Watching one performer skillfully embody such opposite characters suggests that a little bit of both of them exists in all of us. For Steinfeld, that’s part of what Measure for Measure is about: “We’re all trying to reconcile different parts of ourselves and different impulses we have—the desire to better ourselves and figure out how to be together, and at the same time, the more primal instincts and judgments that reside in us.” This is true even for Lord Angelo, whose rigid integrity breaks down as he becomes unable—or unwilling—to control the lust he suddenly feels for Isabella. He offers her an outrageous bargain: in exchange for sex, he’ll spare Claudio’s life. When she threatens to blow the whistle on him, Angelo argues that no one would believe her. Left with few options, how far will Isabella go to thwart Angelo and save her brother—and herself?

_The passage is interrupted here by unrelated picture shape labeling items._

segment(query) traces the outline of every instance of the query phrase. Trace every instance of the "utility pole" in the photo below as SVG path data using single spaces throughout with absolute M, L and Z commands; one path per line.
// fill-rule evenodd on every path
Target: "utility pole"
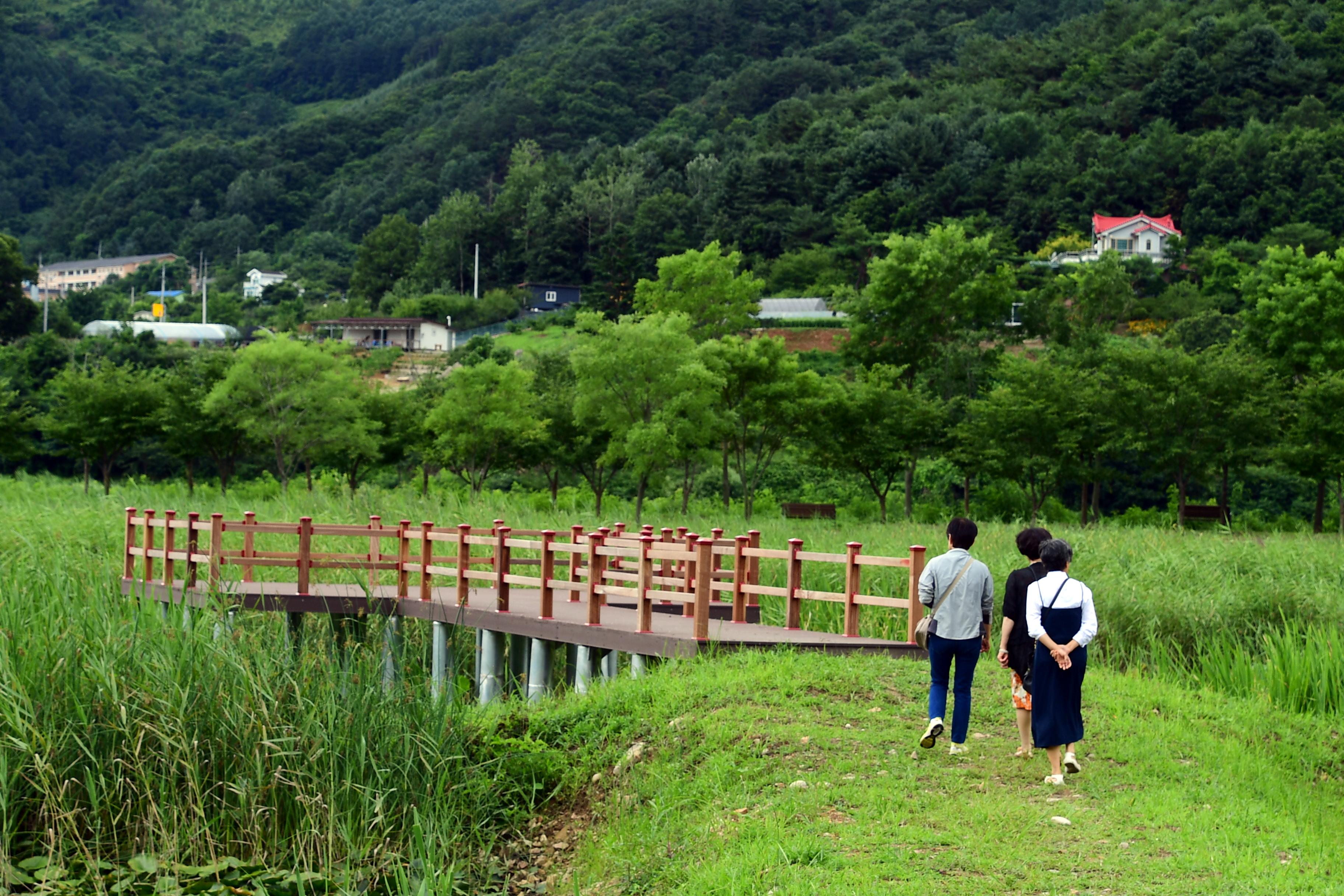
M 47 332 L 47 308 L 51 305 L 51 287 L 42 289 L 42 253 L 38 253 L 38 279 L 32 283 L 32 301 L 38 301 L 38 293 L 42 293 L 42 332 Z

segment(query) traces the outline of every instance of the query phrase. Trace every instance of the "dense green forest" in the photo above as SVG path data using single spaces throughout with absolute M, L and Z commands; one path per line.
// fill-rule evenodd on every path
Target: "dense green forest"
M 226 282 L 284 265 L 344 294 L 384 215 L 461 191 L 439 255 L 480 242 L 492 285 L 617 305 L 712 239 L 775 292 L 862 283 L 872 234 L 948 216 L 1019 251 L 1140 208 L 1195 246 L 1332 240 L 1341 8 L 11 4 L 0 228 L 30 257 L 204 251 Z
M 169 287 L 187 285 L 188 261 L 211 262 L 219 322 L 302 332 L 316 317 L 380 312 L 469 326 L 515 314 L 509 287 L 521 279 L 570 281 L 609 317 L 683 313 L 695 340 L 711 344 L 747 326 L 743 309 L 761 294 L 827 296 L 851 313 L 849 341 L 800 369 L 843 373 L 825 379 L 843 379 L 859 403 L 886 395 L 914 402 L 915 414 L 931 402 L 939 431 L 965 437 L 914 450 L 909 433 L 888 434 L 906 454 L 891 467 L 895 485 L 882 488 L 905 496 L 907 514 L 918 496 L 952 505 L 974 480 L 985 500 L 995 482 L 1011 484 L 985 505 L 1005 519 L 1060 500 L 1083 516 L 1163 506 L 1175 488 L 1322 528 L 1328 486 L 1344 493 L 1344 442 L 1321 412 L 1344 369 L 1333 287 L 1344 261 L 1317 257 L 1344 232 L 1344 3 L 3 9 L 0 230 L 16 239 L 5 238 L 0 279 L 15 294 L 38 254 L 172 249 L 183 259 L 164 271 Z M 1138 210 L 1172 214 L 1184 231 L 1169 266 L 1040 263 L 1086 234 L 1093 212 Z M 464 296 L 476 243 L 480 301 Z M 687 283 L 700 265 L 718 266 L 706 282 L 737 285 L 698 297 Z M 243 301 L 237 283 L 251 266 L 290 279 Z M 19 339 L 0 352 L 7 412 L 30 423 L 48 414 L 52 383 L 71 364 L 137 376 L 184 364 L 176 349 L 134 340 L 70 341 L 78 324 L 128 317 L 157 275 L 144 269 L 75 293 L 51 309 L 63 339 Z M 739 306 L 726 310 L 730 297 Z M 11 302 L 0 336 L 40 328 L 28 312 Z M 169 308 L 176 320 L 198 314 L 191 296 Z M 1023 325 L 1004 328 L 1009 317 Z M 1134 372 L 1149 361 L 1134 361 L 1120 333 L 1159 347 L 1157 367 Z M 993 396 L 1013 395 L 1015 383 L 1030 392 L 1013 352 L 1031 339 L 1042 340 L 1031 356 L 1047 361 L 1031 376 L 1060 400 L 1075 400 L 1073 390 L 1094 402 L 1089 426 L 1113 416 L 1120 396 L 1134 402 L 1140 416 L 1122 437 L 1094 433 L 1078 447 L 1055 433 L 1035 466 L 1013 469 L 958 447 L 999 439 L 977 419 L 1013 422 L 993 416 L 993 402 L 1007 400 Z M 488 345 L 464 352 L 457 360 L 512 363 Z M 1200 361 L 1215 355 L 1236 360 Z M 1189 458 L 1156 447 L 1180 433 L 1134 429 L 1159 416 L 1156 404 L 1142 415 L 1142 396 L 1161 394 L 1150 377 L 1238 367 L 1261 377 L 1258 394 L 1282 399 L 1254 450 L 1202 442 L 1189 449 L 1198 469 L 1187 469 Z M 75 472 L 59 438 L 30 434 L 42 438 L 7 457 Z M 1294 454 L 1298 435 L 1306 449 Z M 759 476 L 746 461 L 722 476 L 698 457 L 683 458 L 680 477 L 675 463 L 652 478 L 626 466 L 610 482 L 630 497 L 653 488 L 747 500 L 762 489 L 852 506 L 868 493 L 880 512 L 871 472 L 840 472 L 841 449 L 818 445 L 796 433 Z M 378 476 L 410 474 L 409 461 L 379 458 Z M 255 450 L 238 462 L 247 476 L 269 465 Z M 183 463 L 138 443 L 106 473 L 173 476 Z M 227 477 L 218 463 L 214 474 Z M 562 478 L 578 488 L 586 476 L 571 466 Z M 495 488 L 560 481 L 519 458 L 489 478 Z

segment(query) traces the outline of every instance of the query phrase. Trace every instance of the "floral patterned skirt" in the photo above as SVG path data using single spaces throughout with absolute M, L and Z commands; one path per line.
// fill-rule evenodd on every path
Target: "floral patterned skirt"
M 1012 673 L 1012 705 L 1031 712 L 1031 695 L 1021 686 L 1021 676 Z

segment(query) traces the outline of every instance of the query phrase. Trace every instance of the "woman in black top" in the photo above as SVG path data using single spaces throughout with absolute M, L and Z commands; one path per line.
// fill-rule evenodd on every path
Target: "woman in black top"
M 1012 704 L 1017 711 L 1017 736 L 1021 746 L 1016 756 L 1031 758 L 1031 695 L 1023 686 L 1023 678 L 1031 669 L 1036 645 L 1027 634 L 1027 586 L 1046 575 L 1040 564 L 1040 545 L 1051 539 L 1050 532 L 1039 527 L 1017 533 L 1017 551 L 1027 557 L 1027 567 L 1008 574 L 1004 586 L 1003 634 L 999 637 L 999 665 L 1012 669 Z

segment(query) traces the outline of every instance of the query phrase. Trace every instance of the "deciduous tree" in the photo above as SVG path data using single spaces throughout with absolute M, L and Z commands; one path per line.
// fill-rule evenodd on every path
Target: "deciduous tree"
M 742 253 L 727 253 L 718 240 L 703 250 L 659 259 L 659 278 L 634 285 L 634 310 L 641 314 L 685 314 L 698 341 L 741 333 L 759 310 L 765 281 L 738 273 Z
M 1007 320 L 1013 278 L 995 263 L 989 236 L 952 223 L 883 244 L 887 257 L 868 266 L 868 287 L 845 304 L 855 360 L 902 367 L 913 383 L 949 347 L 978 344 L 982 330 Z
M 677 420 L 711 406 L 722 380 L 696 356 L 685 314 L 603 321 L 589 313 L 581 325 L 587 336 L 571 355 L 574 415 L 610 434 L 605 463 L 620 459 L 634 473 L 638 521 L 649 480 L 676 451 Z
M 157 373 L 101 363 L 70 365 L 46 387 L 51 408 L 42 416 L 43 434 L 83 462 L 85 493 L 89 465 L 102 474 L 102 493 L 112 493 L 112 467 L 136 442 L 153 431 L 163 400 Z
M 532 372 L 493 360 L 457 368 L 426 427 L 438 461 L 470 486 L 472 497 L 478 496 L 491 473 L 524 463 L 542 438 Z
M 238 352 L 204 408 L 237 412 L 242 430 L 271 451 L 276 477 L 288 493 L 300 466 L 310 470 L 323 446 L 358 426 L 360 388 L 355 371 L 335 355 L 273 337 Z

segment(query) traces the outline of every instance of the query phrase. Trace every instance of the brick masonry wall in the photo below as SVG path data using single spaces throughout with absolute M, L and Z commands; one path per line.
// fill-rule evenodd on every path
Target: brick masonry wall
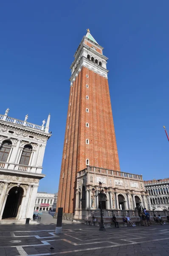
M 76 173 L 87 159 L 90 166 L 120 171 L 107 79 L 83 67 L 70 89 L 57 204 L 65 213 L 73 212 Z

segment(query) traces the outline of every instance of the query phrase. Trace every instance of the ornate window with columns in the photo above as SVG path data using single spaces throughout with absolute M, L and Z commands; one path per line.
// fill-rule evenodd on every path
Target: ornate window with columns
M 6 162 L 12 143 L 10 141 L 4 141 L 0 148 L 0 161 Z
M 32 148 L 30 145 L 26 145 L 24 147 L 22 153 L 20 164 L 28 166 L 29 164 Z

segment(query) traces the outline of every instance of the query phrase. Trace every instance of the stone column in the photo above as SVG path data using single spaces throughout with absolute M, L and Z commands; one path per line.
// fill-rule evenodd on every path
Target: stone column
M 148 201 L 149 203 L 149 209 L 151 210 L 152 209 L 152 207 L 151 207 L 151 202 L 150 202 L 150 200 L 149 199 L 149 197 L 148 195 L 147 196 L 147 198 L 148 200 Z
M 110 209 L 113 209 L 113 200 L 112 200 L 112 192 L 111 190 L 110 192 Z
M 131 210 L 132 207 L 131 207 L 131 206 L 130 200 L 130 194 L 129 194 L 129 193 L 127 193 L 127 198 L 128 198 L 128 203 L 129 203 L 129 209 L 130 210 Z
M 92 202 L 91 202 L 92 197 L 91 197 L 91 189 L 89 189 L 89 209 L 90 210 L 91 210 L 91 208 L 92 208 Z
M 79 208 L 79 192 L 76 191 L 76 209 Z
M 35 158 L 34 158 L 34 163 L 33 164 L 33 165 L 35 166 L 36 166 L 37 165 L 37 158 L 38 157 L 39 151 L 39 148 L 40 148 L 40 145 L 39 145 L 39 144 L 38 144 L 37 151 L 36 151 L 36 154 L 35 154 Z M 44 151 L 44 152 L 45 152 L 45 151 Z M 43 162 L 43 160 L 42 160 L 42 162 Z
M 135 207 L 136 207 L 136 204 L 135 204 L 135 195 L 133 194 L 132 195 L 132 201 L 133 202 L 133 206 L 134 206 L 134 210 L 135 209 Z
M 98 189 L 97 189 L 96 191 L 96 195 L 98 195 Z M 99 208 L 99 195 L 97 195 L 97 196 L 96 197 L 96 209 L 98 209 Z
M 26 218 L 32 218 L 34 211 L 34 206 L 35 205 L 35 200 L 37 195 L 37 191 L 38 186 L 39 185 L 35 186 L 34 185 L 33 186 L 31 195 L 31 198 L 29 201 L 29 203 L 28 207 L 28 211 Z
M 40 152 L 40 156 L 39 159 L 39 162 L 37 163 L 37 166 L 38 166 L 39 167 L 42 167 L 42 164 L 43 163 L 43 157 L 44 157 L 45 151 L 45 146 L 43 146 L 42 145 L 41 147 L 41 150 Z
M 32 187 L 32 186 L 31 185 L 29 185 L 28 186 L 28 190 L 27 190 L 27 192 L 26 195 L 26 197 L 25 198 L 25 200 L 24 206 L 23 209 L 23 212 L 22 213 L 21 218 L 26 218 L 26 213 L 27 212 L 27 211 L 28 210 L 28 204 L 29 203 L 29 201 L 30 195 L 31 194 L 31 187 Z M 21 209 L 21 210 L 22 210 L 22 209 Z
M 11 159 L 10 161 L 10 162 L 12 163 L 15 163 L 16 159 L 17 158 L 17 154 L 18 152 L 18 149 L 20 147 L 20 143 L 21 142 L 21 141 L 22 141 L 20 140 L 18 140 L 15 150 L 14 150 L 13 152 L 12 153 L 12 154 L 11 156 Z
M 0 198 L 0 220 L 2 219 L 2 217 L 3 214 L 3 210 L 5 207 L 5 199 L 6 200 L 7 196 L 6 198 L 6 191 L 8 189 L 8 183 L 5 183 L 3 185 L 3 189 L 2 191 L 1 195 Z
M 89 209 L 89 190 L 86 189 L 86 208 L 87 209 Z

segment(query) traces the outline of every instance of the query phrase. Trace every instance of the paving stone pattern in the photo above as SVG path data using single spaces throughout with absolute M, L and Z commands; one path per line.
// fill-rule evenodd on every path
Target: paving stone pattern
M 168 225 L 99 231 L 66 222 L 59 235 L 55 224 L 0 225 L 0 256 L 169 256 Z

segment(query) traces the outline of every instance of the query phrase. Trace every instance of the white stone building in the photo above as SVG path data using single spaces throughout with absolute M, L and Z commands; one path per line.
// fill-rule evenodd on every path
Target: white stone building
M 32 218 L 49 133 L 50 114 L 42 126 L 0 114 L 0 220 Z M 12 218 L 12 220 L 11 220 Z
M 117 217 L 129 214 L 136 217 L 133 210 L 137 206 L 151 209 L 142 175 L 87 166 L 77 173 L 75 220 L 83 220 L 92 215 L 100 216 L 101 201 L 97 196 L 99 182 L 103 189 L 107 189 L 101 199 L 106 221 L 112 221 L 114 213 Z M 94 195 L 93 188 L 95 189 Z
M 152 210 L 169 210 L 169 178 L 144 181 Z
M 56 209 L 56 194 L 38 192 L 34 207 L 35 211 L 53 211 Z

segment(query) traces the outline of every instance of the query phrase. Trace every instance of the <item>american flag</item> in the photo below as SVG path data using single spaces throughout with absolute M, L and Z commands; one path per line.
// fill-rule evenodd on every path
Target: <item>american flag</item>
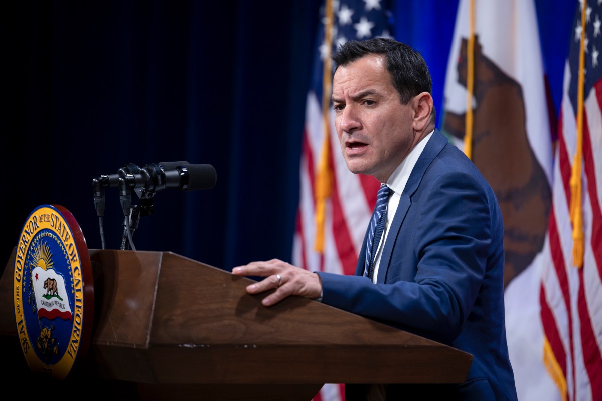
M 389 37 L 383 0 L 325 0 L 320 8 L 311 87 L 306 105 L 293 264 L 353 274 L 380 183 L 347 168 L 334 128 L 330 55 L 350 40 Z M 325 385 L 314 400 L 344 399 L 343 385 Z
M 573 23 L 540 291 L 544 361 L 571 401 L 602 400 L 601 2 Z

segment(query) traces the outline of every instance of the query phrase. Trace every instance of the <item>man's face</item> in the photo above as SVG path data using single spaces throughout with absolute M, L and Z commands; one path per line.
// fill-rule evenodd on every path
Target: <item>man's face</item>
M 414 131 L 413 100 L 402 104 L 384 57 L 368 55 L 340 66 L 332 100 L 347 168 L 386 182 L 413 147 Z

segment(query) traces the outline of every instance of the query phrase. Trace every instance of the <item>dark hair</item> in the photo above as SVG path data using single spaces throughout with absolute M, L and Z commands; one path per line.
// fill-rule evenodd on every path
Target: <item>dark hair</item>
M 432 81 L 424 59 L 408 44 L 394 39 L 350 40 L 339 46 L 331 58 L 338 68 L 372 54 L 385 56 L 386 69 L 399 93 L 402 104 L 408 104 L 411 99 L 422 92 L 428 92 L 432 96 Z

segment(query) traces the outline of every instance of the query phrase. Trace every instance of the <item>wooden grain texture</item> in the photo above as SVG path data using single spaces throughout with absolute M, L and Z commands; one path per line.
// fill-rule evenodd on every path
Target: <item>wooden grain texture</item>
M 6 308 L 14 255 L 0 283 L 0 334 L 16 337 Z M 247 293 L 250 279 L 172 253 L 90 255 L 96 320 L 86 369 L 135 384 L 143 399 L 202 390 L 211 399 L 309 400 L 324 383 L 461 383 L 471 363 L 465 352 L 306 298 L 265 307 L 264 295 Z

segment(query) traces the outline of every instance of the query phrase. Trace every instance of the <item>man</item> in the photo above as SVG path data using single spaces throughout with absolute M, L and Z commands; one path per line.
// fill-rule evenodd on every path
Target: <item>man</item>
M 368 227 L 354 276 L 276 259 L 232 274 L 267 277 L 247 288 L 252 294 L 275 288 L 262 299 L 265 306 L 290 295 L 319 299 L 474 355 L 461 385 L 347 385 L 348 401 L 408 399 L 410 387 L 420 399 L 516 400 L 506 340 L 501 214 L 474 164 L 435 129 L 424 60 L 383 38 L 349 41 L 332 58 L 335 124 L 347 167 L 393 191 L 383 195 L 380 246 L 367 251 L 365 242 L 377 235 Z

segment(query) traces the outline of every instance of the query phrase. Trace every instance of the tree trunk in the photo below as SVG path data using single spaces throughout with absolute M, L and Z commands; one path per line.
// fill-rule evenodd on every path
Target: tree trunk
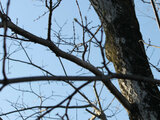
M 153 78 L 134 9 L 134 0 L 90 0 L 106 34 L 106 57 L 117 73 Z M 160 93 L 155 84 L 119 79 L 133 106 L 130 120 L 160 120 Z

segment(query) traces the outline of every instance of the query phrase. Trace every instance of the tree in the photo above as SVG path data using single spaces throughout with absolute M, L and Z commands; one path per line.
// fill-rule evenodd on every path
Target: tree
M 84 19 L 82 17 L 81 9 L 76 0 L 77 7 L 79 10 L 79 15 L 81 22 L 78 19 L 74 19 L 77 25 L 82 28 L 82 42 L 80 44 L 76 44 L 76 36 L 75 36 L 75 26 L 73 25 L 74 36 L 72 37 L 72 42 L 68 42 L 67 39 L 63 39 L 61 35 L 61 29 L 59 33 L 55 32 L 56 38 L 59 40 L 57 43 L 52 38 L 52 15 L 53 11 L 59 7 L 61 4 L 61 0 L 53 3 L 52 0 L 42 1 L 45 3 L 46 8 L 48 9 L 48 29 L 47 29 L 47 38 L 41 38 L 34 35 L 27 30 L 22 29 L 18 25 L 12 22 L 12 19 L 8 15 L 10 0 L 7 1 L 6 12 L 3 11 L 3 6 L 1 4 L 0 18 L 1 28 L 4 28 L 3 37 L 3 60 L 2 60 L 2 74 L 3 79 L 0 81 L 2 84 L 1 90 L 9 84 L 20 83 L 20 82 L 33 82 L 33 81 L 54 81 L 60 80 L 64 83 L 70 85 L 74 91 L 70 93 L 66 98 L 60 100 L 54 106 L 32 106 L 23 109 L 16 108 L 16 111 L 12 111 L 9 113 L 1 114 L 7 115 L 14 112 L 21 112 L 25 110 L 30 110 L 34 108 L 38 108 L 38 112 L 35 112 L 33 116 L 38 115 L 37 119 L 43 119 L 46 115 L 49 115 L 56 108 L 65 108 L 65 113 L 63 116 L 57 114 L 60 119 L 69 119 L 68 109 L 71 108 L 87 108 L 92 107 L 94 109 L 91 112 L 89 109 L 87 111 L 93 115 L 90 120 L 95 119 L 96 117 L 102 120 L 107 119 L 107 115 L 105 114 L 105 110 L 103 110 L 100 102 L 100 93 L 98 94 L 96 90 L 96 82 L 101 81 L 108 90 L 117 98 L 117 100 L 123 105 L 123 107 L 127 110 L 128 116 L 130 120 L 159 120 L 160 119 L 160 94 L 158 90 L 157 84 L 160 84 L 159 80 L 155 80 L 153 78 L 153 74 L 151 72 L 149 62 L 146 56 L 144 41 L 142 35 L 140 33 L 139 23 L 135 14 L 135 7 L 133 0 L 90 0 L 91 5 L 95 9 L 99 19 L 101 21 L 101 25 L 97 27 L 95 33 L 93 33 L 92 27 L 88 26 L 90 23 L 87 21 L 87 18 Z M 144 1 L 143 1 L 144 2 Z M 152 1 L 152 4 L 154 2 Z M 157 13 L 157 12 L 155 12 Z M 44 13 L 41 17 L 43 17 L 46 13 Z M 157 14 L 158 15 L 158 14 Z M 158 21 L 158 18 L 157 18 Z M 103 26 L 103 28 L 102 28 Z M 94 28 L 94 27 L 93 27 Z M 103 29 L 106 36 L 105 48 L 103 47 Z M 8 30 L 13 31 L 11 35 L 7 33 Z M 100 31 L 101 36 L 97 38 L 96 34 Z M 8 35 L 9 34 L 9 35 Z M 89 40 L 86 41 L 85 34 L 89 34 Z M 7 43 L 8 39 L 18 40 L 18 44 L 24 54 L 27 56 L 29 62 L 13 59 L 10 57 L 12 54 L 7 52 Z M 52 54 L 55 54 L 59 59 L 61 66 L 64 70 L 65 76 L 54 75 L 49 70 L 44 69 L 40 65 L 34 64 L 32 59 L 29 57 L 27 48 L 23 46 L 22 43 L 31 42 L 36 43 L 38 45 L 42 45 L 47 48 Z M 62 49 L 59 46 L 68 45 L 69 51 Z M 91 44 L 96 45 L 97 48 L 100 49 L 99 53 L 101 54 L 101 60 L 103 66 L 96 67 L 91 63 L 91 59 L 87 58 L 86 55 L 90 55 Z M 105 52 L 104 52 L 105 50 Z M 16 50 L 14 52 L 17 52 Z M 75 54 L 78 54 L 80 57 L 77 57 Z M 111 72 L 107 65 L 107 60 L 105 59 L 105 55 L 107 59 L 113 63 L 116 73 Z M 92 76 L 70 76 L 67 74 L 64 64 L 62 62 L 62 58 L 66 59 L 76 65 L 90 71 L 90 74 L 94 74 Z M 87 58 L 87 59 L 86 59 Z M 27 76 L 27 77 L 19 77 L 19 78 L 8 78 L 6 74 L 6 61 L 16 61 L 25 63 L 28 65 L 32 65 L 43 71 L 46 75 L 44 76 Z M 111 82 L 112 79 L 117 78 L 120 86 L 121 92 L 118 88 Z M 71 80 L 71 81 L 70 81 Z M 83 84 L 76 86 L 72 81 L 86 81 Z M 85 93 L 81 92 L 81 89 L 86 87 L 88 84 L 94 82 L 94 90 L 95 96 L 97 97 L 96 104 L 93 104 L 91 100 L 85 95 Z M 32 88 L 32 87 L 31 87 Z M 24 92 L 23 90 L 17 89 L 19 91 Z M 30 91 L 34 93 L 34 91 Z M 81 106 L 71 106 L 72 99 L 79 93 L 86 101 L 87 105 Z M 41 95 L 39 95 L 42 97 Z M 43 100 L 42 100 L 43 101 Z M 66 102 L 66 104 L 64 104 Z M 45 110 L 42 110 L 45 108 Z M 114 114 L 113 114 L 114 115 Z M 24 115 L 21 115 L 21 118 Z M 32 116 L 32 115 L 31 115 Z M 30 116 L 27 116 L 28 119 Z M 50 117 L 51 118 L 51 117 Z M 24 118 L 23 118 L 24 119 Z
M 117 73 L 153 78 L 149 67 L 139 24 L 134 11 L 134 1 L 91 0 L 106 34 L 106 56 L 113 62 Z M 160 118 L 159 90 L 156 84 L 119 79 L 123 96 L 132 108 L 131 120 Z M 125 106 L 125 105 L 124 105 Z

Given Measure for Measure’s high-stakes twists and turns, Steinfeld recalls that Fiasco company members were struck by the sense of humor that’s central to the play as well. “Certainly it has a lot of politics in it and a lot of darkness,” he observes, “but it’s also a comedy. It’s absurd. And it’s full of revelation and surprise.” Embracing that complexity is at the heart of Fiasco’s approach to Measure for Measure. The result is an actor-driven production that digs into Shakespeare’s rich language and multifaceted characters, and takes the audience along for the ride. “We care about the audience deeply,” says Steinfeld. “It’s about giving them an experience that they can’t have anywhere else.” It’s also about making space to ask tough questions. “I always prefer questions to answers,” Steinfeld reflects, “and I think Shakespeare does too.” When a city’s legal system is tested by both the people who run it and the people it’s supposed to keep in line, can order be restored? What does it mean to be good, and what does justice look like for the citizens of Vienna—and for us?


—Jessica Reese

Measure for Measure runs through October 27.